Over all three stocks, liquidity providers made a profit of $47,737. There were a total number of 700,200 shares exchanged in 134 trades with a value of $11.8 million and requiring capital of $6.7 million. The profit per trade is not huge: about $350 per trade. The profit per share traded was 6.8¢. Both of these are roughly equivalent to the commission on a full commission trade.
Required capital is the sum of the absolute values of the maximum inventory positions in each stock.
Market Liquidity during Morton Thiokol Trading Halt
This table examines trades in the three firms not responsible for the crash. The period examined covers the time of the crash up to the resumption of trading in Morton Thiokol on the NYSE (11:39 a.m. to 12:44 p.m.). Liquidity Providing Trades are defined as buys when price changes are negative and sells when price changes are positive. In calculating Sum of Trades, buys are negative cash flow and sells are positive. Value of Inventory is based on price at last trade in each stock before Morton Thiokol reopened.
Liquidity Providing Trades
Maximum Value of Inventory
Maximum Inventory Deficit
Sum of Trades
Value of Inventory
The textbook definition of market efficiency gauges the extent to which stock prices quickly and accurately respond to new information. Our case provides broad support for market efficiency.
Within an hour, the market seems to have placed the blame for the crash on Morton Thiokol, the party ultimately judged by authorities to have been at fault. The firm’s one-day decline of 12 percent was quick, permanent, and reasonably corresponds to the subsequent losses in terms of legal liability, repair costs and lost future business.
By contrast, the other firms involved in the shuttle program suffered only temporary stock price setbacks that recovered for the most part by the end of trading on the day of the crash. Similar to research by Mitchell and Maloney (1989) on airline crashes, the stock market seems adept at detecting fault.
Of course, some might interpret the evidence on the innocent firms as noise trading, at least on an ex-post basis. The three innocent shuttle firms experienced a great deal of trading volume in the hour following the crash, and this volume was accompanied by a substantial decline in the firms’ stock prices. Subsequent trading led to a rebound in the prices of the three firms such that the firms had insignificant stock returns for the day.
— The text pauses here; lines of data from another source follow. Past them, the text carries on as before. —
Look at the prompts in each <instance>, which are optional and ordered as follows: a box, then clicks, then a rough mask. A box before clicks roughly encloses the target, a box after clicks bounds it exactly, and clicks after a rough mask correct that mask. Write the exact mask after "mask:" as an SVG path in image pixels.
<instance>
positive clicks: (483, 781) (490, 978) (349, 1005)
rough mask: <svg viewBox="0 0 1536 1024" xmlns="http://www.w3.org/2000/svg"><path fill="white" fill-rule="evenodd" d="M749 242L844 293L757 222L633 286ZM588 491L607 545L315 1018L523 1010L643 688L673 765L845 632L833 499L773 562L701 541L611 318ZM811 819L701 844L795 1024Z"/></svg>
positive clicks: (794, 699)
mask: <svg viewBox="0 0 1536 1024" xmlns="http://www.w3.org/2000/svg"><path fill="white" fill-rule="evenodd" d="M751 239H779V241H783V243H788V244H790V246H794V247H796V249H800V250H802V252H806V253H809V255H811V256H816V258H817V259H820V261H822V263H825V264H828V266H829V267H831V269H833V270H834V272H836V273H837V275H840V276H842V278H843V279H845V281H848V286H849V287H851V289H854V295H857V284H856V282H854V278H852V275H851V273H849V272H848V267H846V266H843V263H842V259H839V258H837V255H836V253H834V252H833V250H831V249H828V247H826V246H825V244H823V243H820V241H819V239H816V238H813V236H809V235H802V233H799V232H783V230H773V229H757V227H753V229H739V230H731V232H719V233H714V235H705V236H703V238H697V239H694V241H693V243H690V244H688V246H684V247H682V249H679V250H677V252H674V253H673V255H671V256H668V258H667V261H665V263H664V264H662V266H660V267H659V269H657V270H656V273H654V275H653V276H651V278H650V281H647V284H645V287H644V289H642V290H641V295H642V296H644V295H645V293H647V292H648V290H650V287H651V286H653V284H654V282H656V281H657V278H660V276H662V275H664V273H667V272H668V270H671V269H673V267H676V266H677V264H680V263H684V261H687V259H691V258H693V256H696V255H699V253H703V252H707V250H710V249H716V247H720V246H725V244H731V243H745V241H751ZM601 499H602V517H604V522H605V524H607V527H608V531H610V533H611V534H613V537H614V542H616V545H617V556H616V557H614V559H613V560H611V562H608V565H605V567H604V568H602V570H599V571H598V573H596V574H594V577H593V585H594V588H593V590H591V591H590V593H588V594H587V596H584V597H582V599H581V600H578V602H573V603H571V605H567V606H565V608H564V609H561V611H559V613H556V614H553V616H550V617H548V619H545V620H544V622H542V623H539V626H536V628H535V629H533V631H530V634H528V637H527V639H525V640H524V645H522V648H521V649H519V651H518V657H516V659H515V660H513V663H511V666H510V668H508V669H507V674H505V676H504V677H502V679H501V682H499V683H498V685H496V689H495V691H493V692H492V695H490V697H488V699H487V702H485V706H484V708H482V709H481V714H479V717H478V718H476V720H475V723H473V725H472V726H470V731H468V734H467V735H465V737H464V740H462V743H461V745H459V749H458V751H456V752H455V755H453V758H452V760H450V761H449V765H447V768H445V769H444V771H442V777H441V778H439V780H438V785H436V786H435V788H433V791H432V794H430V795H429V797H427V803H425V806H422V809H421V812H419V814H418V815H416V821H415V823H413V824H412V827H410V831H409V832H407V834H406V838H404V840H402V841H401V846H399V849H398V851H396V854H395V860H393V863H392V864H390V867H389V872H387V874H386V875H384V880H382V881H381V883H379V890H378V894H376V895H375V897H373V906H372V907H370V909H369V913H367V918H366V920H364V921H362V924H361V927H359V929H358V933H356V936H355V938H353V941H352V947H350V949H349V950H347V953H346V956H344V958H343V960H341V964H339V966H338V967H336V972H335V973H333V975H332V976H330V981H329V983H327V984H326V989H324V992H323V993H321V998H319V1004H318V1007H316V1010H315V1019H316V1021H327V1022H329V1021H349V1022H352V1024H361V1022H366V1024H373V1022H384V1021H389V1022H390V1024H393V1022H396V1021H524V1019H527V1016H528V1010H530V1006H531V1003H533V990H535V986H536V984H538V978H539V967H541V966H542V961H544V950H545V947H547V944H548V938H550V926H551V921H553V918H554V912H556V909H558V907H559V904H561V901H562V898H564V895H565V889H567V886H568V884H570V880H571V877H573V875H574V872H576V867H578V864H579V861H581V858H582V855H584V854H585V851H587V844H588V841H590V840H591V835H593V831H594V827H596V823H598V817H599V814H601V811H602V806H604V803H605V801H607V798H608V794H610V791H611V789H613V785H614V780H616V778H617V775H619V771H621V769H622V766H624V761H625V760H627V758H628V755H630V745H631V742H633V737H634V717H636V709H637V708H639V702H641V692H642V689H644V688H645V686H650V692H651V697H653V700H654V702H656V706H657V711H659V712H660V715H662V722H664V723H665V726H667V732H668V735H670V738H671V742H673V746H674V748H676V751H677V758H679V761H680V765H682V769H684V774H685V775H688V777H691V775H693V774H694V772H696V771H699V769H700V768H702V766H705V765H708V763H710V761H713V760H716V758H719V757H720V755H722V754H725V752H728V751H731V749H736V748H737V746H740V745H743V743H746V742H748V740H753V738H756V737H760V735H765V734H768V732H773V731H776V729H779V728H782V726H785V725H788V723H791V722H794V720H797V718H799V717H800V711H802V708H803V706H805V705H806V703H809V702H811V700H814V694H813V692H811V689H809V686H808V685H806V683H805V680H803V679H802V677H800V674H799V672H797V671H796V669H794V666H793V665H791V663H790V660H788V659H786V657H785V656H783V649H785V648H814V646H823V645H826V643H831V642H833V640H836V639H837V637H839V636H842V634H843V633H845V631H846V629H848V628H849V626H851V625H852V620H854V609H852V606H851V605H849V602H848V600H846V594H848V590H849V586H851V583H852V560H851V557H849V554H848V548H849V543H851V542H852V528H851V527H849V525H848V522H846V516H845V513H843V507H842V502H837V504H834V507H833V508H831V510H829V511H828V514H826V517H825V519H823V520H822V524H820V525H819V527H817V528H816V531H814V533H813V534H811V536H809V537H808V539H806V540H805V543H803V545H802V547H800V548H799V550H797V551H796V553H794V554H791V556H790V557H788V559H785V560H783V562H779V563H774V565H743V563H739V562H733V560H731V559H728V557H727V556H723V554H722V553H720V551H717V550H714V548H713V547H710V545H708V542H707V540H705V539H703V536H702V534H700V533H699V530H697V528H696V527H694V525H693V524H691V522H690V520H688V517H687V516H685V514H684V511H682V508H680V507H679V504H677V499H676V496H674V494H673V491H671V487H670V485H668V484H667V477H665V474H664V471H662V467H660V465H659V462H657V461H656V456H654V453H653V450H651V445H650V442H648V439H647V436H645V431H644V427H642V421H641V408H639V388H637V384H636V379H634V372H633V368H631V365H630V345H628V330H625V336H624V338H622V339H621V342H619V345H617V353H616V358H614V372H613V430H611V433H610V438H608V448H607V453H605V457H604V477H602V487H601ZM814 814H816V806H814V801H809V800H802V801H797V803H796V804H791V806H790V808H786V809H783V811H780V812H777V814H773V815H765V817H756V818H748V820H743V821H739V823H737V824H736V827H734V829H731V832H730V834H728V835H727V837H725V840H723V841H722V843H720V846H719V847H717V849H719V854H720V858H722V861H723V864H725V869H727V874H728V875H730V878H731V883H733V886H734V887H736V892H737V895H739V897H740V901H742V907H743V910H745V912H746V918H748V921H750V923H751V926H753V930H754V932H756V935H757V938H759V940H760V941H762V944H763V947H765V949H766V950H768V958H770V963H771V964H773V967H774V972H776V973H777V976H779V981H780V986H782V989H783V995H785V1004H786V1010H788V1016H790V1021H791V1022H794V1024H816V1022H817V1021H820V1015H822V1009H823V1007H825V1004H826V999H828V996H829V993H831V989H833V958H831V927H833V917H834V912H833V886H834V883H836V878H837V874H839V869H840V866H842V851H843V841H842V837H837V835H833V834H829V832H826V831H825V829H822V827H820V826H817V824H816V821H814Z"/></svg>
To some extent, therefore, the market initially overreacted to the Challenger crash.
But viewing the stock price behavior of the three other shuttle firms as a market overreaction seems misguided. Our case finds that the market quickly discovers prices even when the gains from arbitrage are not large. The investors who took positions in the three innocent shuttle firms did not garner large absolute or risk-adjusted gains that day.
In seeking explanations for market inefficiencies, Shleifer and Vishny (1997) suggest that there can be persistent deviations from fundamentals because of the costs and risks of arbitrage.